Imagine for a moment that the structures surrounding the memorial will
be sheathed in an invisible skin of electricity-producing solar cells.
During the day, while electricity demand is peaking, the buildings will
silently, automatically produce energy. No power plants or transmission
lines necessary. No greenhouse emissions. No need for oil, coal, natural
gas or nuclear energy. No risk of blackouts. No spiking electricity
prices. Computer and phone networks, elevators, clocks, air conditioners
and ATMs will all run simply, cleanly, like a crop of corn or a grove of
trees, on sunlight. (The complex will be connected to the grid, drawing
electricity when necessary--at night or on cloudy days--and pumping
power back in when it creates a surplus.)

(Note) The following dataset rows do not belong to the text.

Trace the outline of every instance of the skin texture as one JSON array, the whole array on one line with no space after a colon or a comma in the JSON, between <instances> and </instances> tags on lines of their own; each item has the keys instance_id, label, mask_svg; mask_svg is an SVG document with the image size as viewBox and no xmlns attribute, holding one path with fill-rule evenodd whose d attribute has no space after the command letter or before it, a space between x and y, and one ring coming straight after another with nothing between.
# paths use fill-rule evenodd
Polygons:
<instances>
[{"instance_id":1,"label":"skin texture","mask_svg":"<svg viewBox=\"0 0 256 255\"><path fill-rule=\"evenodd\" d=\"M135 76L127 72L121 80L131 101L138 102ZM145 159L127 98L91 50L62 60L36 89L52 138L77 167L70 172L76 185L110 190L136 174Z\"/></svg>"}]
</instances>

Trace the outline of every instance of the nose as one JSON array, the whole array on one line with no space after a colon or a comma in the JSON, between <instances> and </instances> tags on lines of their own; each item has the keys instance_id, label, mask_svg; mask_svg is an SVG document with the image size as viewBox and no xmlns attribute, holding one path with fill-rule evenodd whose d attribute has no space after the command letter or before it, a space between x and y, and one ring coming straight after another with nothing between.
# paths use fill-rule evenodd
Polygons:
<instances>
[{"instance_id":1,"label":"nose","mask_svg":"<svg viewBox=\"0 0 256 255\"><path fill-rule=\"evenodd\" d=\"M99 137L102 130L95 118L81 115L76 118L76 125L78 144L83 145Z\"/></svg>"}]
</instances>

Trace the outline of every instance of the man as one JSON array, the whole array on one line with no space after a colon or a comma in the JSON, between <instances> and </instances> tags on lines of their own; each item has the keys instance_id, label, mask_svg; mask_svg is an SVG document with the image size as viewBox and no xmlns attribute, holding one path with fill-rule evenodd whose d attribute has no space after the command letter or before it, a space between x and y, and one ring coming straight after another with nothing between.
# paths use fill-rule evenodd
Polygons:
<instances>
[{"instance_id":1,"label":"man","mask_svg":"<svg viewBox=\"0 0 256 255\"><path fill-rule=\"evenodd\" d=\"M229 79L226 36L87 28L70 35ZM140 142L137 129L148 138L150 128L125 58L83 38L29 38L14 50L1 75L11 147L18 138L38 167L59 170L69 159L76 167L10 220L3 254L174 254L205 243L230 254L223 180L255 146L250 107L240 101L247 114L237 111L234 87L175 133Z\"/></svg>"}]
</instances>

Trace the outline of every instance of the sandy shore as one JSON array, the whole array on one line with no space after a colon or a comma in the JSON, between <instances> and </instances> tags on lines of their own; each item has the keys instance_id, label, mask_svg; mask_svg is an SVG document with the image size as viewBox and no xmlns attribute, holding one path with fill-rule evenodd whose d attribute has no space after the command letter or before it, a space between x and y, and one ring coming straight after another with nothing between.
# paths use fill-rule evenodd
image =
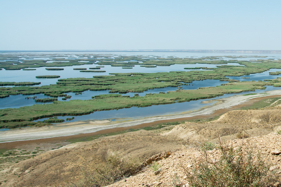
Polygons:
<instances>
[{"instance_id":1,"label":"sandy shore","mask_svg":"<svg viewBox=\"0 0 281 187\"><path fill-rule=\"evenodd\" d=\"M16 140L89 133L115 127L133 126L157 121L207 115L219 109L229 108L241 104L253 98L280 94L281 90L279 90L265 92L255 95L237 95L223 99L214 99L211 100L214 103L213 105L201 108L196 111L187 111L177 114L144 117L134 120L120 119L114 122L108 120L80 121L40 127L30 127L12 129L0 132L0 142L3 143Z\"/></svg>"}]
</instances>

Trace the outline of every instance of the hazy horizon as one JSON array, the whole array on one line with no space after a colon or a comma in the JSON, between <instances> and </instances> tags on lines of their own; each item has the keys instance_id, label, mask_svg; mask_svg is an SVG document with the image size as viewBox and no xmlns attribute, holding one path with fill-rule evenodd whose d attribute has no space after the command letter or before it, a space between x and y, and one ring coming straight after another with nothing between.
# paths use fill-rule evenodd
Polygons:
<instances>
[{"instance_id":1,"label":"hazy horizon","mask_svg":"<svg viewBox=\"0 0 281 187\"><path fill-rule=\"evenodd\" d=\"M280 5L277 0L3 0L0 50L280 50Z\"/></svg>"}]
</instances>

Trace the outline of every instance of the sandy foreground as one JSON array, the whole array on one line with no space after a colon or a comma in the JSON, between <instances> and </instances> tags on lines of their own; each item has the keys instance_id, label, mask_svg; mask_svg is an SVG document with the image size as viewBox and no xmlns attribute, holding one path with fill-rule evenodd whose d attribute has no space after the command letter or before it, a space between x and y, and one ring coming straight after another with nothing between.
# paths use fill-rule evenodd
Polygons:
<instances>
[{"instance_id":1,"label":"sandy foreground","mask_svg":"<svg viewBox=\"0 0 281 187\"><path fill-rule=\"evenodd\" d=\"M0 132L0 142L32 140L88 133L106 129L137 125L165 120L183 118L199 115L206 115L219 109L229 108L241 104L256 98L281 94L281 90L265 92L249 95L236 95L229 98L210 101L214 104L196 111L189 111L176 114L144 117L137 119L120 119L112 122L109 120L86 120L63 123L40 127L30 127Z\"/></svg>"}]
</instances>

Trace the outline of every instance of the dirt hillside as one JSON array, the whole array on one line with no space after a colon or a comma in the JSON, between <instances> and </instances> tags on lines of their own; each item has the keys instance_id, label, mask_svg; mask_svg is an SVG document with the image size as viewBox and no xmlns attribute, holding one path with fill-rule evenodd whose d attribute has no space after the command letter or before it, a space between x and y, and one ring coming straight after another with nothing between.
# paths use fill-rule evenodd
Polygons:
<instances>
[{"instance_id":1,"label":"dirt hillside","mask_svg":"<svg viewBox=\"0 0 281 187\"><path fill-rule=\"evenodd\" d=\"M144 130L76 143L50 151L15 164L0 173L2 187L53 186L67 180L76 181L82 170L103 161L108 153L116 152L145 160L167 150L175 150L185 142Z\"/></svg>"},{"instance_id":2,"label":"dirt hillside","mask_svg":"<svg viewBox=\"0 0 281 187\"><path fill-rule=\"evenodd\" d=\"M274 155L271 153L275 150L281 152L280 139L281 135L273 132L261 137L235 140L232 143L234 149L243 143L245 144L243 147L254 148L254 155L257 155L258 153L260 153L262 159L271 166L270 170L276 171L277 173L279 173L279 177L281 177L280 173L281 154ZM226 144L231 143L231 142L229 141ZM207 151L207 152L210 161L216 161L221 156L218 147ZM196 148L187 148L175 151L168 157L158 161L160 166L159 170L160 170L159 174L155 175L152 170L147 167L138 175L118 181L109 187L187 187L189 185L184 169L191 171L196 163L204 159L202 154Z\"/></svg>"},{"instance_id":3,"label":"dirt hillside","mask_svg":"<svg viewBox=\"0 0 281 187\"><path fill-rule=\"evenodd\" d=\"M170 151L175 152L167 159L159 161L163 166L160 175L155 176L147 169L144 172L126 179L127 182L122 180L112 186L142 186L143 184L147 186L172 186L171 176L179 172L180 177L184 177L180 173L181 165L191 165L195 159L202 157L195 148L175 151L182 149L183 145L187 144L187 142L192 145L194 141L205 140L217 141L219 135L224 136L224 141L235 139L239 133L245 131L251 137L249 139L250 145L256 146L265 158L278 167L281 156L273 156L269 151L281 149L281 135L274 132L262 137L255 137L276 131L277 126L281 125L280 116L280 110L276 108L236 110L228 112L212 122L187 122L176 125L168 132L141 130L70 144L20 162L0 171L0 186L60 186L69 184L67 180L78 180L82 170L90 170L97 163L104 161L108 153L117 152L125 157L137 157L144 161L153 155ZM241 141L236 141L238 143ZM219 152L217 149L210 152L210 156L219 156Z\"/></svg>"},{"instance_id":4,"label":"dirt hillside","mask_svg":"<svg viewBox=\"0 0 281 187\"><path fill-rule=\"evenodd\" d=\"M281 121L281 110L264 109L233 110L222 115L213 123L276 123Z\"/></svg>"}]
</instances>

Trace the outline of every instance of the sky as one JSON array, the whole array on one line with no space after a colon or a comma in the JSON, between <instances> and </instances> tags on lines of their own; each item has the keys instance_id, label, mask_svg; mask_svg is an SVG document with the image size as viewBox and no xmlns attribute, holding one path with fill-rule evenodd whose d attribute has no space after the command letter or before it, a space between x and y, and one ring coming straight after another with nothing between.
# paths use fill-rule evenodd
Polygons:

These high-tech buildings will supply all the services and comforts of a
traditional commercial or residential complex but require less than half
the electricity because of their green design features: superinsulated
walls and windows; highly efficient appliances and lighting, heating and
cooling systems; and a motion-sensing laser system that will
automatically switch off lights and equipment when not in use. Whereas
the original World Trade Center complex guzzled nearly 100 megawatts of
electricity a day on peak days, with associated emissions, the new
complex will be a net-zero-emission development. Moreover, this mini-El
Dorado of energy independence and its surrounding neighborhood will be
designed to have minimal need for cars and trucks. Once there, visitors
will be in the greatest walking neighborhood in the world. The three
airports, Kennedy, La Guardia and Newark, will be connected by train to
the downtown terminal, making it an easy commute. An expanded network of
ferries connecting lower Manhattan with Brooklyn, Queens, New Jersey and
uptown will provide a fast and pleasurable way to get around. The heart
of lower Manhattan will be knitted together by a clean, quiet street
grid restored for use by pedestrians alone.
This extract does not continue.